I actually prefer IE over Safari, at least at this stage.  On my iMac DV (the only household computer w/Jaguar), Safari crashes regularly and it doesn't have very many options compared to IE.  It's also not noticeably faster.  When I get a computer with Jaguar AND a static Internet connection, I hope Safari has overcome these stumbling blocks, because I like IE, but I would like to support an Apple, non-Microsoft product.

Know that this post goes against much of what I stand for.


----------



## kryptonomous (Feb 24, 2003)

I loooooove Safari. 

But I sure do wish there was a way to turn off history, or at least the number of places it remembers. I don't like the idea of my boss plopping down at my computer and accessing a list of every URL I've visited in the last week. 

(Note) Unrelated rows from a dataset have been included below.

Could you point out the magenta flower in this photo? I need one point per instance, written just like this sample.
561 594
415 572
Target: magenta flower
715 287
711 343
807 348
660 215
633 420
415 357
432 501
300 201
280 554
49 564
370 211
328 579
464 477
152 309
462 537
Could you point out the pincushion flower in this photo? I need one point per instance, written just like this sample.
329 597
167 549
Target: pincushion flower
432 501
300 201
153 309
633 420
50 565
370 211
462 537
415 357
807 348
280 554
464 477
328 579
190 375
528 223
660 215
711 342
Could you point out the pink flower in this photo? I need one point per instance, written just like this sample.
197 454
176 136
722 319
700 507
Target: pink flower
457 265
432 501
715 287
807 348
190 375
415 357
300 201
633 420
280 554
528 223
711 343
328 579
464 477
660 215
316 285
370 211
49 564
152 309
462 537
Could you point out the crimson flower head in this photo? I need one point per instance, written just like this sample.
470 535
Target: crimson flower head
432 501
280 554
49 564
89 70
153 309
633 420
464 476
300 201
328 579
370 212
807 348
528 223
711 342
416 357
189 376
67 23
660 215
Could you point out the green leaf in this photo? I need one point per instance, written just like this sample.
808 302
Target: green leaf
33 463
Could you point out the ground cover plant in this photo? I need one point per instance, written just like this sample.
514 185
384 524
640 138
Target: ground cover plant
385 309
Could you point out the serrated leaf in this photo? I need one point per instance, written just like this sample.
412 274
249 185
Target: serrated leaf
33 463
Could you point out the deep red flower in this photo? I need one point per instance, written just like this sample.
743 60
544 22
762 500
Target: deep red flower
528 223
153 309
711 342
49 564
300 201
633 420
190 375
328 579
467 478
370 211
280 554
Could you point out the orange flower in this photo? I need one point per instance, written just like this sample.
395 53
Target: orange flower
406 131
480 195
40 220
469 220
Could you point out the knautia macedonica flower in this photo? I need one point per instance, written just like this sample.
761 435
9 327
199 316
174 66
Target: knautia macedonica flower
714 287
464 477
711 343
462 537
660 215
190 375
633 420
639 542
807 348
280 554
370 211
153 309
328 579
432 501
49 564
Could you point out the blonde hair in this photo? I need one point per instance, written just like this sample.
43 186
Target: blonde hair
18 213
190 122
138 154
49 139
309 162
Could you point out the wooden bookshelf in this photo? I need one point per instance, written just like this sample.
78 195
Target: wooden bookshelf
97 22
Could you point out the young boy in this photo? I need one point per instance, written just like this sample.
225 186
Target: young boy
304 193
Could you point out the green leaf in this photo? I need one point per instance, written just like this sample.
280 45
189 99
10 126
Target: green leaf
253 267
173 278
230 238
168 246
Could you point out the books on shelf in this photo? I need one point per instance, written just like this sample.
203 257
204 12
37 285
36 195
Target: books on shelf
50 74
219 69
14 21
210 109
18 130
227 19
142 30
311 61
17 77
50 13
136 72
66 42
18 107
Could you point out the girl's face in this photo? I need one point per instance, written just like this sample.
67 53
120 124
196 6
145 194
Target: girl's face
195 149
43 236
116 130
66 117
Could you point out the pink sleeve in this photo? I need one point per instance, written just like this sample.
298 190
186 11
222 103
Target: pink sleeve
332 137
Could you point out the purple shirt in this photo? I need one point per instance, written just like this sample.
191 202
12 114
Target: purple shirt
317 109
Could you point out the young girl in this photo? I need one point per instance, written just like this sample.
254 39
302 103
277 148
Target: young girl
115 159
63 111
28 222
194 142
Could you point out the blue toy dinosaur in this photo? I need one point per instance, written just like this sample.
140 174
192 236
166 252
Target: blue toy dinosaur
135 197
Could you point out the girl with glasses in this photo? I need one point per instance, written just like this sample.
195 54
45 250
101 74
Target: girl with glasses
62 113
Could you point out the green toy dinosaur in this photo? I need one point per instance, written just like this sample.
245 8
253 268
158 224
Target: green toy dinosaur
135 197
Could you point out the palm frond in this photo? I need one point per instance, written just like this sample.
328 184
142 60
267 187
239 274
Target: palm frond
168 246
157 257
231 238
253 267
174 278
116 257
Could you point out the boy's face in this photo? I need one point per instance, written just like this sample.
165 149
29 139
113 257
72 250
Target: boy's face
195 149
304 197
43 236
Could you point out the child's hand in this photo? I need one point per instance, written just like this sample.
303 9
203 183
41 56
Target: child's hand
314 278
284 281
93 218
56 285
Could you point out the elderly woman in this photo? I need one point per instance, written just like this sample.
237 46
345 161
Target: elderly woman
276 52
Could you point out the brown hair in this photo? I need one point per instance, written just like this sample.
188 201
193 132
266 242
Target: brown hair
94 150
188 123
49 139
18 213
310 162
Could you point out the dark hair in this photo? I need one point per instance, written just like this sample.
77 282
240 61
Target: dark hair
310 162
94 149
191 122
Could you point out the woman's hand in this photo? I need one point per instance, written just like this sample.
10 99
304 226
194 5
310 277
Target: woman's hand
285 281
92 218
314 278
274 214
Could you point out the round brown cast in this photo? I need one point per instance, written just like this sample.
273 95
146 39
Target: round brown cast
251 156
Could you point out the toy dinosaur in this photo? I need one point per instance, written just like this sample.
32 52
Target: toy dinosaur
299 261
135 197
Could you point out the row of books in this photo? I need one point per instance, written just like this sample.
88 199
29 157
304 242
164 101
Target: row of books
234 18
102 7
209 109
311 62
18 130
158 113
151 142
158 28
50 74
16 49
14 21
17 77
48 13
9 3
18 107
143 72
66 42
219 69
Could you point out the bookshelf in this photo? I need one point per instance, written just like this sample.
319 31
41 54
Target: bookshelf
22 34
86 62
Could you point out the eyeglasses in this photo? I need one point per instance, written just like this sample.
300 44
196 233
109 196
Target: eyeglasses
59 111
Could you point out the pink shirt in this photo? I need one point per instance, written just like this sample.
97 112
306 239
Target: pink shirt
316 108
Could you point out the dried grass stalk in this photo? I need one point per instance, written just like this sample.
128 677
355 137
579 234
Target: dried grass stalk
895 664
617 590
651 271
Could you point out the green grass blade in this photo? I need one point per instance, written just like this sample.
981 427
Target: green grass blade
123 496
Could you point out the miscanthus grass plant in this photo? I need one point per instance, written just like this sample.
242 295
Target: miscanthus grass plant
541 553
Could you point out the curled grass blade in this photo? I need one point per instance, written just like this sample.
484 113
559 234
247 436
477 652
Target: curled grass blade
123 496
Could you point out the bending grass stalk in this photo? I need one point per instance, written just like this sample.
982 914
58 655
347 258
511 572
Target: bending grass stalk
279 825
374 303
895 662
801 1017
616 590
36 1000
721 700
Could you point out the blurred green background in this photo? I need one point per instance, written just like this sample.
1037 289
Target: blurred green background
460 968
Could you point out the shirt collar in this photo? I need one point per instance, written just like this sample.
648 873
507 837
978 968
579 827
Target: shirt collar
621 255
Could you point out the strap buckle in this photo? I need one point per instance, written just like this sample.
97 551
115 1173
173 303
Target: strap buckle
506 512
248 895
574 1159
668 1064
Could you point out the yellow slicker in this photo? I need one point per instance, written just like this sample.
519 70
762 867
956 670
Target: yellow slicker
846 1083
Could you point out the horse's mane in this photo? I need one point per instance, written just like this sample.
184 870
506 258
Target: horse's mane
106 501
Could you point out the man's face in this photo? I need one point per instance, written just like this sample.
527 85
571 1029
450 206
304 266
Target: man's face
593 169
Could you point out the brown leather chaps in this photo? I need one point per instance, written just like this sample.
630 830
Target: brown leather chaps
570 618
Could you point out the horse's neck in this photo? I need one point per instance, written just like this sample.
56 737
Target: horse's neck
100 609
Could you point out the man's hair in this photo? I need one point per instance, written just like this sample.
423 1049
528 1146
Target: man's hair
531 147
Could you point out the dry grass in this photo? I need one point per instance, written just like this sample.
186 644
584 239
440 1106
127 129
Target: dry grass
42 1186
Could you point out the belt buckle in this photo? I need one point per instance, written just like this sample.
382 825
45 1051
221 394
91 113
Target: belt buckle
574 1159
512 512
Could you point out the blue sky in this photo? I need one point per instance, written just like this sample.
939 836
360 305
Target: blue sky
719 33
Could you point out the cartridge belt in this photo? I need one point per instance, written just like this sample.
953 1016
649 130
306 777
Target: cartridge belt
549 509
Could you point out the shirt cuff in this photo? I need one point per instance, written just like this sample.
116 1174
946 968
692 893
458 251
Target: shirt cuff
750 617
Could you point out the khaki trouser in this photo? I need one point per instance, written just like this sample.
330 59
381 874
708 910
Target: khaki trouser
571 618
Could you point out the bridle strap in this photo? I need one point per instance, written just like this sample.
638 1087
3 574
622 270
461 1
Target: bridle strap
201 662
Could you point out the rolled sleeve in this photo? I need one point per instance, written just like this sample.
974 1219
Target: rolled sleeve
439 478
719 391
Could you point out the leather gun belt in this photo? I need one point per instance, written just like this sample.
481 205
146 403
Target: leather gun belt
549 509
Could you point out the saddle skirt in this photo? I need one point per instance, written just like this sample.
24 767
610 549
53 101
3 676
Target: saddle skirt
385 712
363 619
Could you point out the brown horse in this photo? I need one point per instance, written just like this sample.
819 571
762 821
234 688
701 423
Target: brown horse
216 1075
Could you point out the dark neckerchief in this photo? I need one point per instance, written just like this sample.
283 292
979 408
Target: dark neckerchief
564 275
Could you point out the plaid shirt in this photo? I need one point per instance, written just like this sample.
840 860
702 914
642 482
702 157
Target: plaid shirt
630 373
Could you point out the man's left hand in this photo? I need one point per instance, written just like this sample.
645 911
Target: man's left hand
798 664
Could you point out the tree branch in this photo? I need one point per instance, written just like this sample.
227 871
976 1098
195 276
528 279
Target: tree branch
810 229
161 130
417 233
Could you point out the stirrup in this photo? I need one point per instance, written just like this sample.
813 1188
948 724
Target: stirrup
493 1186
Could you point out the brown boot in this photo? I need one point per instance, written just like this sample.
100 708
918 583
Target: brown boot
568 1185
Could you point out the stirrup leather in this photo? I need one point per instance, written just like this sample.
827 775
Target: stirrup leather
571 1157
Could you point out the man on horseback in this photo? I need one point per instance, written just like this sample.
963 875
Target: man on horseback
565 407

Until they have an option, the sticky note that says CLEAR HISTORY IN SAFARI on my monitor should help...


----------



## fryke (Feb 24, 2003)

Plus Tabs. Safari Tabs Rock. Now on to bookmarking them.


----------



## Cat (Feb 24, 2003)

... and opening new ones in the background ...


----------



## Cat (Feb 24, 2003)

The funny thing is, when you hover a link and keep CMD-shift pressed, the status bar says "open in a new tab behind curernt one", but then when you click, it opens in a new window in front... well, it's a beta after all, an unofficial moreover ...


----------



## fryke (Feb 24, 2003)

Yep, I guess the coders are behind the UI element designers in this build. But not far, not far.


----------